Sukses

Akhir Tahun Harga Beras di Gorontalo Naik Drastis, Ini Penyebabnya

Padahal, daerah yang dikenal dengan tanah serambi madinah tersebut merupakan merupakan salah satu daerah penghasil beras. Gorontalo bisa memproduksi beras hingga ratusan ton per tahunnya.

Liputan6.com, Gorontalo - Fenomena El Nino yang menyebabkan kemarau panjang di Provinsi Gorontalo, membuat harga beras sempat menyentuh angka yang fantastis. Bayangkan, harga beras yang sebelumnya hanya Rp 650 ribu per karung, naik menjadi Rp 750 ribu per karung.

"Kalau sekarang mulai turun di harganya, tinggal Rp650. Bulan lalu saya beli harganya Rp750 ribu," kata Yurni salah satu penjual beras eceran.

Menurutnya, dengan harga seperti itu seakan menyusahkan mereka. Padahal, keuntungan mereka di dalam satu karung itu hanya Rp 30 ribu rupiah.

"Kalau harga per karung Rp 750 ribu, maka bisa dipastikan kami tidak ada untung lagi," ujarnya.

"Kami juga bingung dengan kondisi saat ini. Kok beras di Gorontalo bisa naik segitu," ungkapnya.

Padahal, daerah yang dikenal dengan tanah serambi madinah tersebut merupakan merupakan salah satu daerah penghasil beras. Gorontalo bisa memproduksi beras hingga ratusan ton per tahunnya.

Menurut Badan Pusat Statistik (BPS), produksi padi di Gorontalo tahun 2022 sebesar 240,13 ribu ton Gabah Kering Giling (GKG). Angka itu naik sebanyak 5,74 ribu ton atau 2,45 persen dibandingkan produksi padi di 2021 yang sebesar 234,39 ribu ton GKG.

Lantas apa yang membuat harga beras di Provinsi Gorontalo naik?, menurut informasi yang dihimpun Liputan6.com, naiknya harga diakibatkan permintaan dari daerah lain yang juga terdampak kemarau panjang.

"Banyak permintaan dari luar daerah. Jadinya beras lokal menjadi kosong dan otomatis menjadi mahal," kata salah satu karyawan gudang beras di Gorontalo yang tidak mau menyebutkan namanya.

Simak juga video pilihan berikut:

2 dari 2 halaman

Luas Panen

Sementara tahun 2023, luas panen padi Gorontalo pada 2023 diperkirakan sekitar 48,83 ribu hektare. mengalami kenaikan sebanyak 2,01 ribu hektare atau 4,29 persen dibandingkan luas panen padi di 2022 yang sebesar 46,82 ribu hektare.
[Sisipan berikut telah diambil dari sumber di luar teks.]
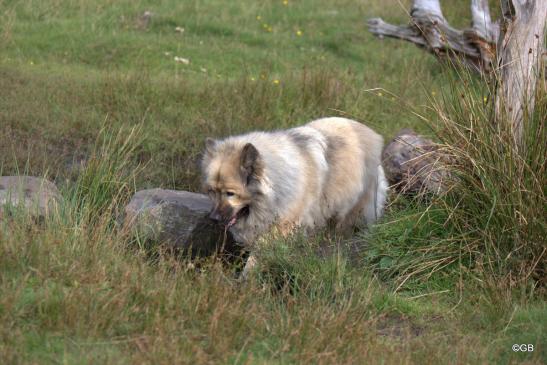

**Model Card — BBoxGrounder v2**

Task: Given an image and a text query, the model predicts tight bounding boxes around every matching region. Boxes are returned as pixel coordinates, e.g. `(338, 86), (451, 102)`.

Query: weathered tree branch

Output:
(368, 0), (499, 72)
(496, 0), (547, 148)
(368, 0), (547, 148)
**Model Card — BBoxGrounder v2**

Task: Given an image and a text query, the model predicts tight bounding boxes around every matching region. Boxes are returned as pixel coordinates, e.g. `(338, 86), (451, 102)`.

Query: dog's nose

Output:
(209, 210), (222, 222)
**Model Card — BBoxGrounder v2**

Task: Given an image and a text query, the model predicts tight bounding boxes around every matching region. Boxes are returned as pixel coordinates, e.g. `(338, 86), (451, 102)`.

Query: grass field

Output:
(0, 0), (547, 364)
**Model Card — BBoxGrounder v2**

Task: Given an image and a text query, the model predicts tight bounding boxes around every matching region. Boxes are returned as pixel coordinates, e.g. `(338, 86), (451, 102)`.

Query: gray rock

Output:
(382, 129), (449, 194)
(123, 189), (240, 257)
(0, 176), (62, 219)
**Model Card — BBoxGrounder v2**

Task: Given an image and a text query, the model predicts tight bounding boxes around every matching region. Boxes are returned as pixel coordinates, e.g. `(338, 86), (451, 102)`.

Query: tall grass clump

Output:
(69, 126), (142, 221)
(432, 66), (547, 287)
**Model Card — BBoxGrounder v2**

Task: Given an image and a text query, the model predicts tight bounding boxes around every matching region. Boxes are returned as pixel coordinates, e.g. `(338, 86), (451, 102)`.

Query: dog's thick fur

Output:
(202, 118), (387, 248)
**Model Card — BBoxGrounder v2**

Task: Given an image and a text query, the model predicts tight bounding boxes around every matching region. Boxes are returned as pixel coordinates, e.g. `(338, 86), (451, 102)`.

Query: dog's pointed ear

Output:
(205, 137), (217, 154)
(240, 143), (261, 183)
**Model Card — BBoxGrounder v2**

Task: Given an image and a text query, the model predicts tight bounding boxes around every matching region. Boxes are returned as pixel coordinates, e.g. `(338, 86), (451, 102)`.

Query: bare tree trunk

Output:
(368, 0), (547, 149)
(496, 0), (547, 148)
(368, 0), (499, 72)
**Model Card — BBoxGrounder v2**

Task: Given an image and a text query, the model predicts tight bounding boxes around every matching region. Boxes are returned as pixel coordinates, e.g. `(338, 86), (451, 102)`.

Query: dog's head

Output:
(202, 138), (263, 226)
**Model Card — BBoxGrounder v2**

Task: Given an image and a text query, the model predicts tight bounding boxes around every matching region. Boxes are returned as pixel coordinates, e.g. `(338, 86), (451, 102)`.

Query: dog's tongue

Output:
(228, 217), (237, 227)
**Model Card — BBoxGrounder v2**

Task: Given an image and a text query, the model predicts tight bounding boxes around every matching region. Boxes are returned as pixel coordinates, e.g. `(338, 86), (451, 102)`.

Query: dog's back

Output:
(307, 118), (387, 228)
(202, 118), (387, 244)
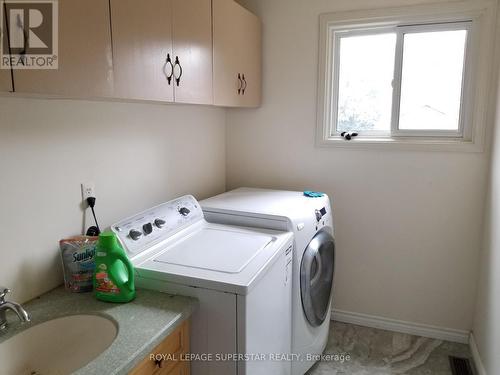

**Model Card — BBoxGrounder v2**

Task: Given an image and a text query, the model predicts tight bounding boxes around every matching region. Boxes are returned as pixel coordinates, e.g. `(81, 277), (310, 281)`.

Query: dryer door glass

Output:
(300, 231), (335, 327)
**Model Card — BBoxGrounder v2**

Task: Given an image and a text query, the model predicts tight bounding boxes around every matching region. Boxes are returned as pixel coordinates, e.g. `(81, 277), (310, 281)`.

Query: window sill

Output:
(317, 136), (484, 152)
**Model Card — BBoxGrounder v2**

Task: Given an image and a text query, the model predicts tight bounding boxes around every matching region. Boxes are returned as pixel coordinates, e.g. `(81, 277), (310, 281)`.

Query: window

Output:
(318, 1), (494, 151)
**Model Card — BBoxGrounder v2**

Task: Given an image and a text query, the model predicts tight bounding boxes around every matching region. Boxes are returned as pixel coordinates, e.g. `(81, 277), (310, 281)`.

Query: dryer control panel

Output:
(111, 195), (203, 256)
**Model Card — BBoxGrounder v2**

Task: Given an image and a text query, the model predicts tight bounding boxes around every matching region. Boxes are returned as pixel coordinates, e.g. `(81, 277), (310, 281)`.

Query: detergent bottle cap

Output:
(99, 231), (118, 249)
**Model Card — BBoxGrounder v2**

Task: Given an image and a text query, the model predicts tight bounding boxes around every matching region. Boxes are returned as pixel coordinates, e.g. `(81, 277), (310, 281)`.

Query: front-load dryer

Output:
(200, 188), (335, 375)
(112, 196), (293, 375)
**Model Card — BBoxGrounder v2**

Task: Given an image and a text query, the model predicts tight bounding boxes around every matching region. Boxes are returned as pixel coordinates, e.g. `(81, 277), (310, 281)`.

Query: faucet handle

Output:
(0, 286), (10, 302)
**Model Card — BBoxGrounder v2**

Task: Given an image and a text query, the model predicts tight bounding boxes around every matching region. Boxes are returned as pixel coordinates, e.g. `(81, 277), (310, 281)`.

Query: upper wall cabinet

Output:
(213, 0), (262, 107)
(111, 0), (213, 104)
(13, 0), (113, 98)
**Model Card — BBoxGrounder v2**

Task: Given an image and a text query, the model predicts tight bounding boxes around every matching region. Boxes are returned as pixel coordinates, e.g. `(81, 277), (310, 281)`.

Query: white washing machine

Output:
(200, 188), (335, 375)
(111, 196), (293, 375)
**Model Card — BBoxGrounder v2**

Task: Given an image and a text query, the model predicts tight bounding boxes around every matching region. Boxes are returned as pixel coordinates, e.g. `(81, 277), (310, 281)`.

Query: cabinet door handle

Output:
(238, 73), (243, 95)
(174, 56), (182, 86)
(155, 358), (163, 368)
(241, 74), (247, 95)
(163, 53), (174, 85)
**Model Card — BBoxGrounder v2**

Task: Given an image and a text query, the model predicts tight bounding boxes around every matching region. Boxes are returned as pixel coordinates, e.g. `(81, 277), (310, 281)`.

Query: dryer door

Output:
(300, 231), (335, 327)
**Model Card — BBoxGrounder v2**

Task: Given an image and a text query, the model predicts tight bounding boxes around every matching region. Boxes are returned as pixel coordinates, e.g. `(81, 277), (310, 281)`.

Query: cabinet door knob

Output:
(163, 53), (174, 85)
(238, 73), (243, 95)
(174, 56), (182, 86)
(155, 358), (163, 368)
(241, 74), (247, 95)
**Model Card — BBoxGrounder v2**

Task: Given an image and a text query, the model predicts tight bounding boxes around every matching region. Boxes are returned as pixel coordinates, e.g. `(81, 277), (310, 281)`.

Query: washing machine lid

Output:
(154, 227), (273, 274)
(200, 188), (330, 220)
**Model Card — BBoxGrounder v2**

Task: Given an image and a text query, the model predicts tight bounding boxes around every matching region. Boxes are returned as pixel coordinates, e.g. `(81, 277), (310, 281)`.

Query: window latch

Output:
(340, 132), (358, 141)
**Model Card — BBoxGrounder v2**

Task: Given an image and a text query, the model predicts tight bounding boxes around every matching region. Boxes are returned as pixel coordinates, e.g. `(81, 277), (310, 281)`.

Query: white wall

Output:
(0, 98), (225, 301)
(473, 10), (500, 375)
(226, 0), (494, 330)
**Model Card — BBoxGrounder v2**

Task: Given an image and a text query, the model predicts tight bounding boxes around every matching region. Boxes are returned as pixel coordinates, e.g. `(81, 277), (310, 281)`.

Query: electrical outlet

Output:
(82, 182), (96, 201)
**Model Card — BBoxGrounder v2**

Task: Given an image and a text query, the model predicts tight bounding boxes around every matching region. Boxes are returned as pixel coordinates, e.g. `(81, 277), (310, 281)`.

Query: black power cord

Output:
(87, 197), (101, 236)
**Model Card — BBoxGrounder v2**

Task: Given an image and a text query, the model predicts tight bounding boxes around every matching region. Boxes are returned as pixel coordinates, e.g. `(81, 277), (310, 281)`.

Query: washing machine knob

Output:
(142, 223), (153, 236)
(314, 210), (323, 222)
(128, 229), (142, 241)
(155, 219), (167, 228)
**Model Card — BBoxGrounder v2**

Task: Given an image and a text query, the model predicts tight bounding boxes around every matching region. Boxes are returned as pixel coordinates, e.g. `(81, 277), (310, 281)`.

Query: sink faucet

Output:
(0, 287), (31, 331)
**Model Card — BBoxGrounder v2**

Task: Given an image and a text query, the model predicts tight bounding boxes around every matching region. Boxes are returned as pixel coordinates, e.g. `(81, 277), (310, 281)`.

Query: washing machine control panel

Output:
(111, 195), (203, 255)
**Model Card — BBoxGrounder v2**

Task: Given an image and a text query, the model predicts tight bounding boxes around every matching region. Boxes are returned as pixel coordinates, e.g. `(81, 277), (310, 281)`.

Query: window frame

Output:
(317, 0), (496, 152)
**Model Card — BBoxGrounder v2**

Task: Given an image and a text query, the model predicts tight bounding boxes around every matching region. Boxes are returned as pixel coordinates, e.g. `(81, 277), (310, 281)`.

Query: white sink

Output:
(0, 315), (118, 375)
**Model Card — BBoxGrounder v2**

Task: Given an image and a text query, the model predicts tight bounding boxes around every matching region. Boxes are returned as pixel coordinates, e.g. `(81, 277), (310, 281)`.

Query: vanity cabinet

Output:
(129, 321), (190, 375)
(213, 0), (262, 107)
(111, 0), (213, 104)
(13, 0), (113, 98)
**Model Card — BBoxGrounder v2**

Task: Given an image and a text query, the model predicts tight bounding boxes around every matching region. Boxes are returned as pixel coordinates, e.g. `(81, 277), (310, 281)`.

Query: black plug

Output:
(87, 197), (95, 208)
(87, 197), (101, 236)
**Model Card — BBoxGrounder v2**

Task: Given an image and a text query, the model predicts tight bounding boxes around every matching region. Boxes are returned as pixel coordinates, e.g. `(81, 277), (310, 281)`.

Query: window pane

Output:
(399, 30), (467, 130)
(337, 33), (396, 132)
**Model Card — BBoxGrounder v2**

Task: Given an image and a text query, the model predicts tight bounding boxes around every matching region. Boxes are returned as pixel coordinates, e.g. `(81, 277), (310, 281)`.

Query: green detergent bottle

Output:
(94, 232), (135, 302)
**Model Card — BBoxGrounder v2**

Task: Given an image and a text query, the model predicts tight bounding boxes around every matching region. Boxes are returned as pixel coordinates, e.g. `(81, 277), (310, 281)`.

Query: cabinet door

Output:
(213, 0), (261, 107)
(111, 0), (175, 102)
(0, 0), (12, 92)
(14, 0), (113, 98)
(172, 0), (213, 104)
(240, 8), (262, 107)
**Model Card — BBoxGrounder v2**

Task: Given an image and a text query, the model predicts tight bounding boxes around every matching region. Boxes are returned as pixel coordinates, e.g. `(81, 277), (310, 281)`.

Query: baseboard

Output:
(469, 332), (486, 375)
(332, 309), (470, 344)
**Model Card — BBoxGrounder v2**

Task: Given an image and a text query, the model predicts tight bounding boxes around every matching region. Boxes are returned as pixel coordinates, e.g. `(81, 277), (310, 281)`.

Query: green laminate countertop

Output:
(0, 287), (198, 375)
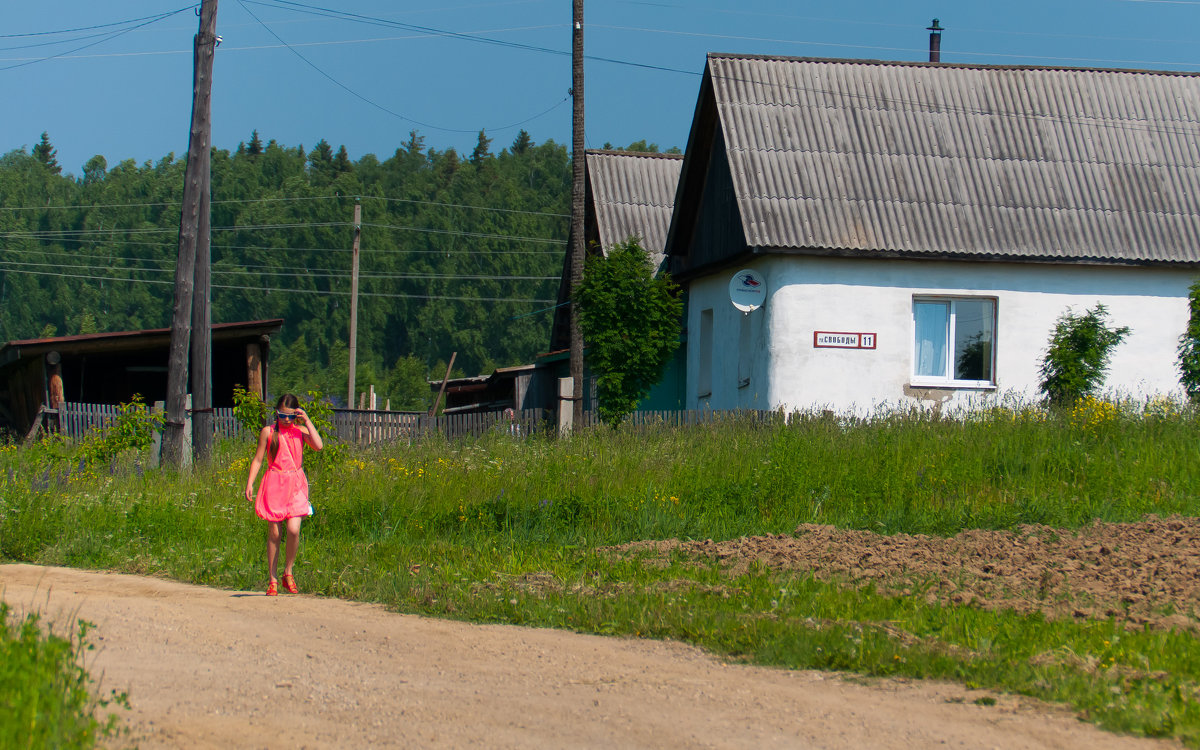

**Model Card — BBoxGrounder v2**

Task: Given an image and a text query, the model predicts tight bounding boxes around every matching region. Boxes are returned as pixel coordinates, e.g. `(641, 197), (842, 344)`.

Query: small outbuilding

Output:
(0, 319), (283, 434)
(539, 149), (684, 409)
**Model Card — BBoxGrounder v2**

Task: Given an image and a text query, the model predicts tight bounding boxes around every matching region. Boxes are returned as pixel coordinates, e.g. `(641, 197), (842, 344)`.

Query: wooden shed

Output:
(0, 319), (283, 434)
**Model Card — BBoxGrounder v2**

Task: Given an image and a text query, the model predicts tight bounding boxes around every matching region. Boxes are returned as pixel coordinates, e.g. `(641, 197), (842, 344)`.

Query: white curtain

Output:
(912, 302), (950, 378)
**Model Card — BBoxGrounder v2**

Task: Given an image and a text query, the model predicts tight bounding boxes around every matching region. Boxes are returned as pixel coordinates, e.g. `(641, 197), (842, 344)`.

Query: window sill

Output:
(908, 378), (996, 391)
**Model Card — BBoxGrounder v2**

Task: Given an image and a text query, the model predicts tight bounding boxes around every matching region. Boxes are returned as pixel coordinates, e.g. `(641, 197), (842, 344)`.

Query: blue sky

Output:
(0, 0), (1200, 174)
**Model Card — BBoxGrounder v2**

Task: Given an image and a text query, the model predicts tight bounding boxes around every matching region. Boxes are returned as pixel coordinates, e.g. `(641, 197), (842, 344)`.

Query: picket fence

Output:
(59, 402), (782, 445)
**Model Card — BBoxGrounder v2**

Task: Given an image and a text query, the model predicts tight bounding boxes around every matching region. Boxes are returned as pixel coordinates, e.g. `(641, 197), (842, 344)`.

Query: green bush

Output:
(1178, 281), (1200, 401)
(575, 238), (683, 426)
(1039, 304), (1129, 407)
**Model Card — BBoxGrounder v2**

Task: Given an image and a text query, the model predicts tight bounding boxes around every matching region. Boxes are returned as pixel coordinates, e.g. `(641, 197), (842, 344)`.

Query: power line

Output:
(0, 2), (197, 40)
(0, 253), (558, 282)
(0, 268), (554, 304)
(238, 0), (570, 133)
(0, 238), (559, 257)
(0, 194), (570, 218)
(0, 5), (196, 71)
(0, 221), (565, 245)
(0, 247), (558, 281)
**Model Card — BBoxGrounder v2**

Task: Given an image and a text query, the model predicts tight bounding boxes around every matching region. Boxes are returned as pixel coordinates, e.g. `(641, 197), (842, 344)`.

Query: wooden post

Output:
(163, 0), (217, 467)
(569, 0), (587, 425)
(246, 341), (266, 401)
(150, 401), (167, 469)
(346, 200), (362, 409)
(191, 106), (214, 464)
(430, 352), (458, 416)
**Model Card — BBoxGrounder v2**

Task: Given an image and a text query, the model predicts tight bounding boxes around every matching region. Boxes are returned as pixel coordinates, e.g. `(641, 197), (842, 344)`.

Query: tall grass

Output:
(0, 602), (125, 749)
(0, 401), (1200, 744)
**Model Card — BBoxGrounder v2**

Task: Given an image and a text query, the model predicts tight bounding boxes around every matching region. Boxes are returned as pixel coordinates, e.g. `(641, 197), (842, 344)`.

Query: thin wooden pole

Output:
(346, 200), (362, 409)
(163, 0), (217, 467)
(430, 352), (458, 416)
(570, 0), (587, 428)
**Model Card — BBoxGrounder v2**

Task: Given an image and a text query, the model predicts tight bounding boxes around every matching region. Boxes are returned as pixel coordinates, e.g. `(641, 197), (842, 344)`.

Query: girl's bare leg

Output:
(276, 516), (304, 576)
(266, 520), (282, 581)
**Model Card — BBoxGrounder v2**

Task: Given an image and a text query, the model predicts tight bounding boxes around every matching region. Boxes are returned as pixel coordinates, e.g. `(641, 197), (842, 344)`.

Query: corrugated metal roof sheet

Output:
(588, 151), (683, 268)
(707, 54), (1200, 263)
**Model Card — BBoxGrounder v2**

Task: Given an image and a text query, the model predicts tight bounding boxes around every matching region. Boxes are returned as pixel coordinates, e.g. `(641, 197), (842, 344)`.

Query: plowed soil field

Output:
(610, 518), (1200, 630)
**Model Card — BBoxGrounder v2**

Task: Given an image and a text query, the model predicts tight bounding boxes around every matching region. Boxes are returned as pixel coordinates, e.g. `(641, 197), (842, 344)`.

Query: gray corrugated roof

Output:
(588, 151), (683, 268)
(707, 54), (1200, 263)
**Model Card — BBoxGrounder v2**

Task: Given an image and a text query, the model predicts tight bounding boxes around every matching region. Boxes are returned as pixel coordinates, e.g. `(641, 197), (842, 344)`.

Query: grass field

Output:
(0, 401), (1200, 746)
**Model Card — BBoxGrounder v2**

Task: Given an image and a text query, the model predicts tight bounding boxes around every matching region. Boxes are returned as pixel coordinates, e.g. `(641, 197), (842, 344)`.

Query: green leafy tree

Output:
(1178, 281), (1200, 401)
(83, 154), (108, 185)
(575, 238), (683, 427)
(1039, 304), (1129, 407)
(509, 128), (533, 156)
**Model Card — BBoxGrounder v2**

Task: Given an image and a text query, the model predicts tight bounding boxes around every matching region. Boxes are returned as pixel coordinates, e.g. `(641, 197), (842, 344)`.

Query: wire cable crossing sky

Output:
(0, 0), (1200, 174)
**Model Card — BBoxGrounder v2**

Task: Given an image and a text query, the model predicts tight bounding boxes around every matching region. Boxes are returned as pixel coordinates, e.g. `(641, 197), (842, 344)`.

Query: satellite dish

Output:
(730, 269), (767, 312)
Hal tersebut berdasarkan penghitungan BPS Gorontalo terkait luas panen dengan menggunakan metode Kerangka Sampel Area (KSA). KSA ini memanfaatkan teknologi citra satelit dengan mendeliniasi peta lahan baku sawah yang divalidasi dan ditetapkan oleh Kementerian ATR/BPN.

Produksi padi pada 2023 diperkirakan sebesar 243,19 ribu ton GKG, mengalami kenaikan sebanyak 3,06 ribu ton GKG atau 1,27 persen dibandingkan produksi padi di 2022 yang sebesar 240,13 ribu ton GKG.

Produksi beras pada 2023 untuk konsumsi pangan penduduk diperkirakan sekitar 135,79 ribu ton, mengalami kenaikan sebanyak 1,71 ribu ton atau 1,27 persen dibandingkan produksi beras di 2022 yang sebesar 134,08 ribu ton.

Padahal, Gorontalo menjadi salah satu daerah di Indonesia yang ikut terdampak dengan musim kemarau atau El Nino. El Nino merupakan fenomena iklim pemanasan suhu muka laut (SML) di atas kondisi normalnya yang terjadi di Samudera Pasifik bagian tengah.

Sejak Agustus lalu, El Nino sudah melanda sejumlah wilayah yang ada di Indonesia, termasuk Gorontalo. Di sejumlah wilayah Gorontalo juga mengalami krisis air akibat fenomena tersebut. Menariknya, data BPS Gorontalo menunjukan Produksi padi justru ikut meningkat meski musim kemarau.